Catherine @ To & Fro Fam says
Could this cheesecake get any prettier?! The answer is no: It is SO DREAMY!
Jo says
That's really interesting. Honestly I never thought of making cheesecake with blood orange. It looks terrific
Natalie says
I'm in love in blood oranges. Especially this time of year. And cheesecakes are my weakness. Putting these two together in one recipe is amazing idea. I'm so glad I ran into this recipe. I definitely will make this cake for weekend.
Julie says
This is so pretty, and I love that you topped it with sour cream instead of the classic whipped cream.
Lorie says
Agree 100% with you on the crust. It can literally ruin a cheesecake. Blood oranges and cheesecake sound like a perfect combo to me!
Tammy says
This is absolutely gorgeous! What a beautiful cake <33 Cheesecake is my weakness...wishing I could grab a slice of this right now 😀
Karyl Henry says
I love blood oranges, but have such a hard time finding them where I live. This cheesecake looks so simple yet delicious. I'm going to have to give it a try for sure
Michelle says
I always need something sweet! This is just the best-looking cheesecake I've seen in a long time! I love the idea of using blood oranges in it too, definitely going to make this one x
Jennifer says
The best cheesecake ever!!! SOOO GOOD!
Nicoletta De Angelis Nardelli says
That light pink is so pretty! Like you, I find blood oranges a bit more tart than regular oranges but their color is so beautiful. Never used those sweeteners, there's always a first time.
Linda says
This cheesecake looks absolutely gorgeous! Love the vibrant color and almond crust. And I love reading your cheesecake post, very informative.
Veena Azmanov says
There is nothing wrong about this recipe, everything seems healthy and delicious. I'm glad I came across this recipe, definitely a must try for a cheesecake lover like me
Dominique | Perchance to Cook says
I have a major crush on this recipe. I love the idea of adding blood orange to a cheesecake. It sounds just divine and even a bit romantic. I can not wait to try this!

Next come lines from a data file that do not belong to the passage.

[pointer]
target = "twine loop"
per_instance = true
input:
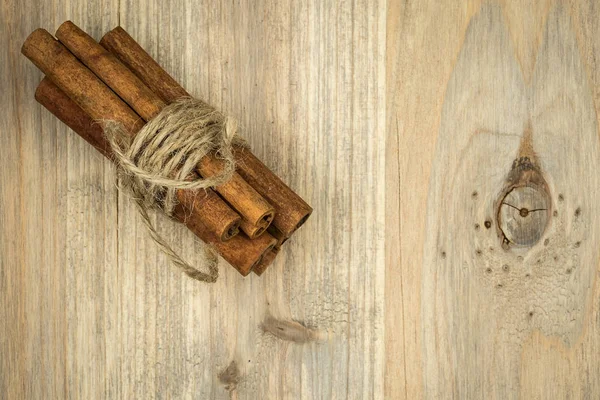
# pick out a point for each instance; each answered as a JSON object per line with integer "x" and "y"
{"x": 161, "y": 159}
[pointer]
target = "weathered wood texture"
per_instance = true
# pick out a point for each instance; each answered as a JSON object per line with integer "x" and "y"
{"x": 92, "y": 310}
{"x": 438, "y": 96}
{"x": 471, "y": 88}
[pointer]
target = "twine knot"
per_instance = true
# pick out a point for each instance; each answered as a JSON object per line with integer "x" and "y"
{"x": 161, "y": 159}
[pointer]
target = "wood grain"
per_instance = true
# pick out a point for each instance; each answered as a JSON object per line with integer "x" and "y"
{"x": 97, "y": 312}
{"x": 424, "y": 105}
{"x": 480, "y": 317}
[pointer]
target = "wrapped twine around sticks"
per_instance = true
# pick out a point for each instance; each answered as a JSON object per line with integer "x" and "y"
{"x": 162, "y": 156}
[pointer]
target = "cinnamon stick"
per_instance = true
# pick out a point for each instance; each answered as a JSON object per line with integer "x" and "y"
{"x": 237, "y": 192}
{"x": 242, "y": 253}
{"x": 100, "y": 103}
{"x": 290, "y": 210}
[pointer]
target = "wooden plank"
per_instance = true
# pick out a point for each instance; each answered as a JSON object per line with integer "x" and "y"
{"x": 96, "y": 311}
{"x": 58, "y": 235}
{"x": 467, "y": 96}
{"x": 300, "y": 78}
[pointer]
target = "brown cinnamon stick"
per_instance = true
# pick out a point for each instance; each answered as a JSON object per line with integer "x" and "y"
{"x": 290, "y": 210}
{"x": 237, "y": 192}
{"x": 242, "y": 253}
{"x": 98, "y": 101}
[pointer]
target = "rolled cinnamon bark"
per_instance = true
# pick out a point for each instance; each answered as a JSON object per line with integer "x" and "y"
{"x": 253, "y": 231}
{"x": 290, "y": 210}
{"x": 242, "y": 253}
{"x": 237, "y": 192}
{"x": 101, "y": 103}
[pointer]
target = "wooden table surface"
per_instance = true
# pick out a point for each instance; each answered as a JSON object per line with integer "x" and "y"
{"x": 399, "y": 122}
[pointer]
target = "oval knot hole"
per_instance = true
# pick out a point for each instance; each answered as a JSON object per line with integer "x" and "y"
{"x": 524, "y": 214}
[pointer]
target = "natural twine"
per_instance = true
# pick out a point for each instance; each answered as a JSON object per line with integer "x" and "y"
{"x": 157, "y": 161}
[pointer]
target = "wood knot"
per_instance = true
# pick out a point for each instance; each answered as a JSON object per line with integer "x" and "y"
{"x": 524, "y": 215}
{"x": 524, "y": 207}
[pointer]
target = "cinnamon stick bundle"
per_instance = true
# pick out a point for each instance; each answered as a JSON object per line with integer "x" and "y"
{"x": 290, "y": 210}
{"x": 117, "y": 80}
{"x": 101, "y": 103}
{"x": 255, "y": 210}
{"x": 242, "y": 253}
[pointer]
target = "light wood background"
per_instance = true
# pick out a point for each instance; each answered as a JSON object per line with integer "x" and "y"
{"x": 387, "y": 118}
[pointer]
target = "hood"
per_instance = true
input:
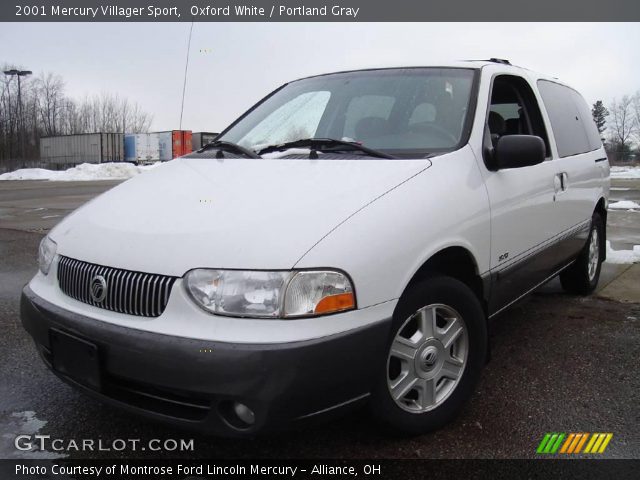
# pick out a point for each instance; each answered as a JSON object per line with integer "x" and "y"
{"x": 225, "y": 213}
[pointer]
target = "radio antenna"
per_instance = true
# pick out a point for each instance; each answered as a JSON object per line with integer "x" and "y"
{"x": 186, "y": 68}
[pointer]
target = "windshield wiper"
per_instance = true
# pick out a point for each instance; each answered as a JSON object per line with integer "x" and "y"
{"x": 323, "y": 145}
{"x": 223, "y": 146}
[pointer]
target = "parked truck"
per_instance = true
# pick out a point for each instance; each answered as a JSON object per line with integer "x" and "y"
{"x": 70, "y": 150}
{"x": 142, "y": 147}
{"x": 174, "y": 143}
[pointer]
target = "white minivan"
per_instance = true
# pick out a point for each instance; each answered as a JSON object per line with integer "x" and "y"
{"x": 346, "y": 240}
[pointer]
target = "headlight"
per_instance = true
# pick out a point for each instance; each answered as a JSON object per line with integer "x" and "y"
{"x": 46, "y": 253}
{"x": 276, "y": 294}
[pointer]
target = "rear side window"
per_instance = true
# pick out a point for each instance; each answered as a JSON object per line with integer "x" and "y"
{"x": 570, "y": 118}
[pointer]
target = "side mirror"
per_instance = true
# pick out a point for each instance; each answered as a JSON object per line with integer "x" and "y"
{"x": 516, "y": 151}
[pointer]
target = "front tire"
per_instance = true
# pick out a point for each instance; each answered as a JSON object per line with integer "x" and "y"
{"x": 436, "y": 352}
{"x": 581, "y": 278}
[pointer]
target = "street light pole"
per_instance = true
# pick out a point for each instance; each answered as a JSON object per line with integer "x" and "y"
{"x": 20, "y": 73}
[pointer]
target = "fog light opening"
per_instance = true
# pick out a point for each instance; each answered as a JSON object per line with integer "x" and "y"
{"x": 237, "y": 414}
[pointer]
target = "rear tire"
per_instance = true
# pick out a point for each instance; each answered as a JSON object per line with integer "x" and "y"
{"x": 436, "y": 351}
{"x": 581, "y": 278}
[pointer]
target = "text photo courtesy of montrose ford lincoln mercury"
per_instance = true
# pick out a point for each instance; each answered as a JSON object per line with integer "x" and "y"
{"x": 383, "y": 240}
{"x": 338, "y": 299}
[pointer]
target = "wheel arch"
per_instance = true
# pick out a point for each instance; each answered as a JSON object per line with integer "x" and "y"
{"x": 457, "y": 262}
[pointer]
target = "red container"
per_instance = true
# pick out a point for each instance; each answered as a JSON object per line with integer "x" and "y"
{"x": 174, "y": 143}
{"x": 181, "y": 142}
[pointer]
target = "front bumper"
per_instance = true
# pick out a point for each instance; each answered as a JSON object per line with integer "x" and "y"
{"x": 192, "y": 383}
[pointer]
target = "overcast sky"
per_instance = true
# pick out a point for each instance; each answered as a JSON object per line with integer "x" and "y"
{"x": 232, "y": 65}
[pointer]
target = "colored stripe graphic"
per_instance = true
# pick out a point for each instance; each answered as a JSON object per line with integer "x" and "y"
{"x": 572, "y": 443}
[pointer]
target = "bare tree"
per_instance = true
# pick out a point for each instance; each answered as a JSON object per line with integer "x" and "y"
{"x": 622, "y": 125}
{"x": 50, "y": 101}
{"x": 636, "y": 113}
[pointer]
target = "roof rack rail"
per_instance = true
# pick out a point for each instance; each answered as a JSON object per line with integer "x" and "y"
{"x": 500, "y": 60}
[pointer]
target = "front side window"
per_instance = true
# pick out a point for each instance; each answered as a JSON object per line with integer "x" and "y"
{"x": 514, "y": 110}
{"x": 405, "y": 112}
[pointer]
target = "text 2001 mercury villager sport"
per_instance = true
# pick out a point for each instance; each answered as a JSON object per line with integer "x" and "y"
{"x": 345, "y": 241}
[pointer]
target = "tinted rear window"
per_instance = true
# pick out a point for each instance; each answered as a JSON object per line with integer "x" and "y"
{"x": 571, "y": 120}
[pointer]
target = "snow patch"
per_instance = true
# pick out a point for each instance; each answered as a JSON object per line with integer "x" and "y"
{"x": 625, "y": 172}
{"x": 624, "y": 205}
{"x": 83, "y": 172}
{"x": 623, "y": 256}
{"x": 23, "y": 423}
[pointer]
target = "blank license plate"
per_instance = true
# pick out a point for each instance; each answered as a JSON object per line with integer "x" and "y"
{"x": 76, "y": 358}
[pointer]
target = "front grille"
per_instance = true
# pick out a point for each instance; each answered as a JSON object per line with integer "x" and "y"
{"x": 133, "y": 293}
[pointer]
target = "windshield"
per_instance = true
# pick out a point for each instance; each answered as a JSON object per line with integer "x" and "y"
{"x": 400, "y": 111}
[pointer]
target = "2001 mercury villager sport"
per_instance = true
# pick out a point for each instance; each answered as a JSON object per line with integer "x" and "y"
{"x": 345, "y": 240}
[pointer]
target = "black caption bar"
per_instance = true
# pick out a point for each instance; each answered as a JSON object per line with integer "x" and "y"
{"x": 317, "y": 10}
{"x": 315, "y": 469}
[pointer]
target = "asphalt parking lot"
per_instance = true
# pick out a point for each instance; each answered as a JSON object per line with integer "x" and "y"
{"x": 559, "y": 364}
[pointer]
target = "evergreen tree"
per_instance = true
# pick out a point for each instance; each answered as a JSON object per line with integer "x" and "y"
{"x": 600, "y": 113}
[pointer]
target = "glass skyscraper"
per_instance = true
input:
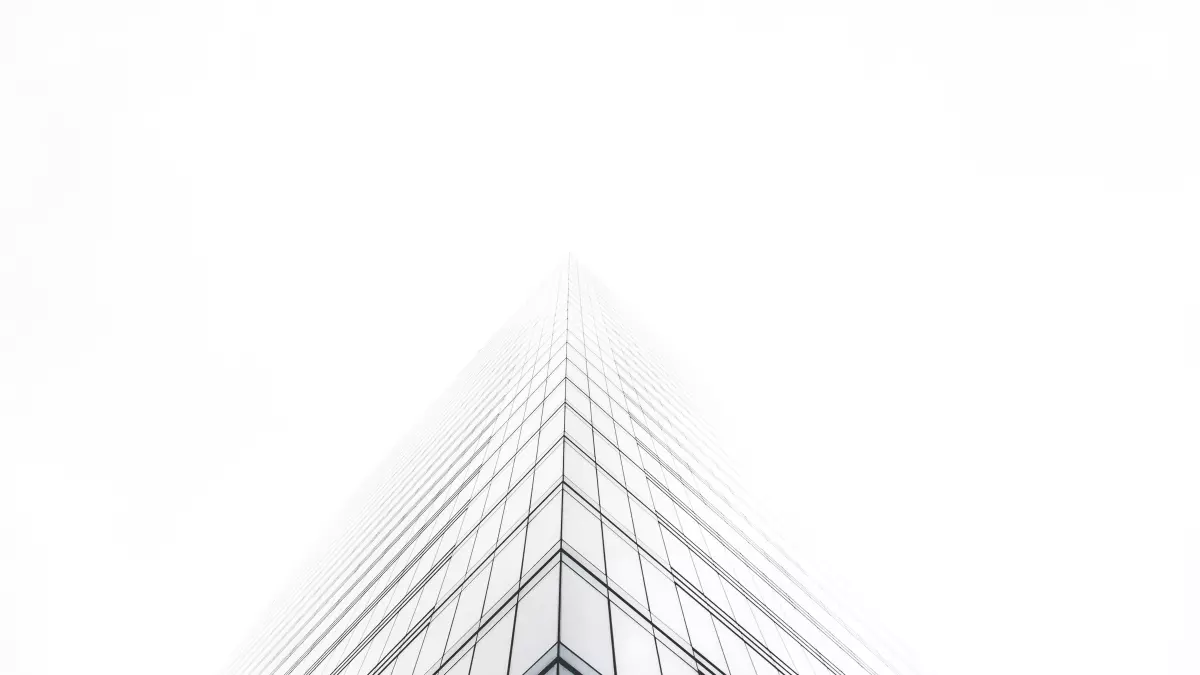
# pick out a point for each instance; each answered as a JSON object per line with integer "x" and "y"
{"x": 561, "y": 512}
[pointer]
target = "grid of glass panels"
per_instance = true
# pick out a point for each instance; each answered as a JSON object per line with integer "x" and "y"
{"x": 563, "y": 512}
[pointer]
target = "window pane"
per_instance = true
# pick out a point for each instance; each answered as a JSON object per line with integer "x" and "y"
{"x": 471, "y": 604}
{"x": 492, "y": 651}
{"x": 549, "y": 472}
{"x": 623, "y": 567}
{"x": 545, "y": 531}
{"x": 586, "y": 622}
{"x": 505, "y": 569}
{"x": 634, "y": 646}
{"x": 615, "y": 501}
{"x": 582, "y": 473}
{"x": 580, "y": 431}
{"x": 537, "y": 627}
{"x": 700, "y": 628}
{"x": 581, "y": 530}
{"x": 407, "y": 658}
{"x": 673, "y": 663}
{"x": 736, "y": 651}
{"x": 436, "y": 638}
{"x": 647, "y": 529}
{"x": 664, "y": 601}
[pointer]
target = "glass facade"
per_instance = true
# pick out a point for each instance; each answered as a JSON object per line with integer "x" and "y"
{"x": 562, "y": 512}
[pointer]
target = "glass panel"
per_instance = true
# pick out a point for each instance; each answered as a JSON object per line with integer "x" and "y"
{"x": 516, "y": 507}
{"x": 646, "y": 525}
{"x": 537, "y": 628}
{"x": 664, "y": 599}
{"x": 505, "y": 569}
{"x": 471, "y": 604}
{"x": 486, "y": 537}
{"x": 582, "y": 473}
{"x": 407, "y": 658}
{"x": 615, "y": 501}
{"x": 609, "y": 458}
{"x": 623, "y": 567}
{"x": 436, "y": 639}
{"x": 581, "y": 530}
{"x": 580, "y": 431}
{"x": 736, "y": 651}
{"x": 545, "y": 531}
{"x": 673, "y": 663}
{"x": 634, "y": 646}
{"x": 700, "y": 628}
{"x": 549, "y": 472}
{"x": 585, "y": 622}
{"x": 461, "y": 667}
{"x": 492, "y": 651}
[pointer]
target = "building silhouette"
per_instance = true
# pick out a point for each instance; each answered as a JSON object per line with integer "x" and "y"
{"x": 561, "y": 512}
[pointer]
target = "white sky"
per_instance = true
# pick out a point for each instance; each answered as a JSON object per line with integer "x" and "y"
{"x": 931, "y": 268}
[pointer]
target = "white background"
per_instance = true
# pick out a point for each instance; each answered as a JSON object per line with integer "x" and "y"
{"x": 930, "y": 268}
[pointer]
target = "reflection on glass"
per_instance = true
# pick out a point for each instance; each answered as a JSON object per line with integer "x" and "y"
{"x": 492, "y": 651}
{"x": 537, "y": 626}
{"x": 634, "y": 646}
{"x": 585, "y": 622}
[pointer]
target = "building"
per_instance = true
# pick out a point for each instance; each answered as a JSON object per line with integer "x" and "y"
{"x": 563, "y": 512}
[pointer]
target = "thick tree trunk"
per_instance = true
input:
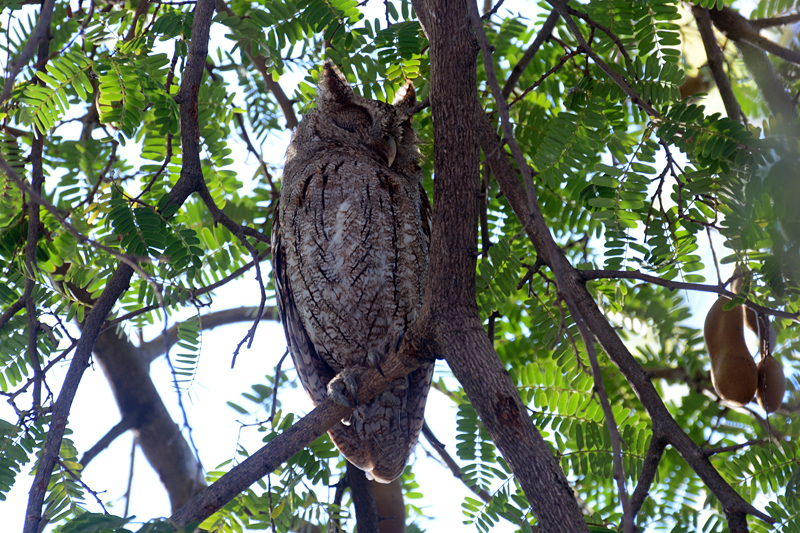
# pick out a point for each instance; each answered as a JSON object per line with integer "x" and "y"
{"x": 450, "y": 308}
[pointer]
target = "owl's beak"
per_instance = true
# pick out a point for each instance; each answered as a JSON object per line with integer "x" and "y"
{"x": 389, "y": 149}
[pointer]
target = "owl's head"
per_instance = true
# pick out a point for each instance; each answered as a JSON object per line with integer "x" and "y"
{"x": 382, "y": 131}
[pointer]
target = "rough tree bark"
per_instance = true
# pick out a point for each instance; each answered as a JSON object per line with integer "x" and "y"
{"x": 450, "y": 311}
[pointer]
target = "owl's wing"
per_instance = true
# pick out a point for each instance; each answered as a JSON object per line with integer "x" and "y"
{"x": 313, "y": 371}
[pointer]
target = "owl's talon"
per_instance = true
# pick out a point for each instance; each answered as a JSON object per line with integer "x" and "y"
{"x": 345, "y": 380}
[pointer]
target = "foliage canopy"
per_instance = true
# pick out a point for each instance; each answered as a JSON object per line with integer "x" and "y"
{"x": 636, "y": 169}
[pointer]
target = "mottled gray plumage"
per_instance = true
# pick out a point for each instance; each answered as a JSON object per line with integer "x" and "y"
{"x": 350, "y": 252}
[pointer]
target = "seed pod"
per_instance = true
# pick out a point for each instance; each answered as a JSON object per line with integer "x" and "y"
{"x": 751, "y": 320}
{"x": 733, "y": 371}
{"x": 771, "y": 384}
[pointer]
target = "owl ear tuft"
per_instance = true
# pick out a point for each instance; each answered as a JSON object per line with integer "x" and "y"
{"x": 406, "y": 96}
{"x": 333, "y": 85}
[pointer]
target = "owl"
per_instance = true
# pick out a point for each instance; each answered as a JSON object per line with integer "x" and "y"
{"x": 350, "y": 249}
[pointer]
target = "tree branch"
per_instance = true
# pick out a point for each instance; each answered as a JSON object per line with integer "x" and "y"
{"x": 363, "y": 499}
{"x": 40, "y": 32}
{"x": 561, "y": 7}
{"x": 752, "y": 46}
{"x": 588, "y": 275}
{"x": 761, "y": 24}
{"x": 541, "y": 37}
{"x": 301, "y": 434}
{"x": 150, "y": 350}
{"x": 664, "y": 425}
{"x": 714, "y": 56}
{"x": 191, "y": 176}
{"x": 260, "y": 63}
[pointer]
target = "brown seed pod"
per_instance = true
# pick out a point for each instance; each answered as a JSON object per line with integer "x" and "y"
{"x": 751, "y": 320}
{"x": 771, "y": 384}
{"x": 733, "y": 371}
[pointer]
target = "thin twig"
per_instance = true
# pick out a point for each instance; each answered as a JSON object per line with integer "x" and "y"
{"x": 541, "y": 37}
{"x": 682, "y": 285}
{"x": 623, "y": 84}
{"x": 784, "y": 20}
{"x": 39, "y": 33}
{"x": 714, "y": 56}
{"x": 708, "y": 452}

Carrie | Clean Eating Kitchen says
What a beautiful looking cake! We still have blood oranges here, so must make the most of them before they disappear!!
Heather says
Oh I'm such a sucker for a good cheesecake. Love the idea of using blood oranges. Such a beautiful fruit especially in the doldrums of winter! Going to have pick some up at the grocery store and try this.
Anna says
I just love blood orange anything! This cheesecake looks so delicious and so creamy! Would be a perfect dessert for any family or friends gathering!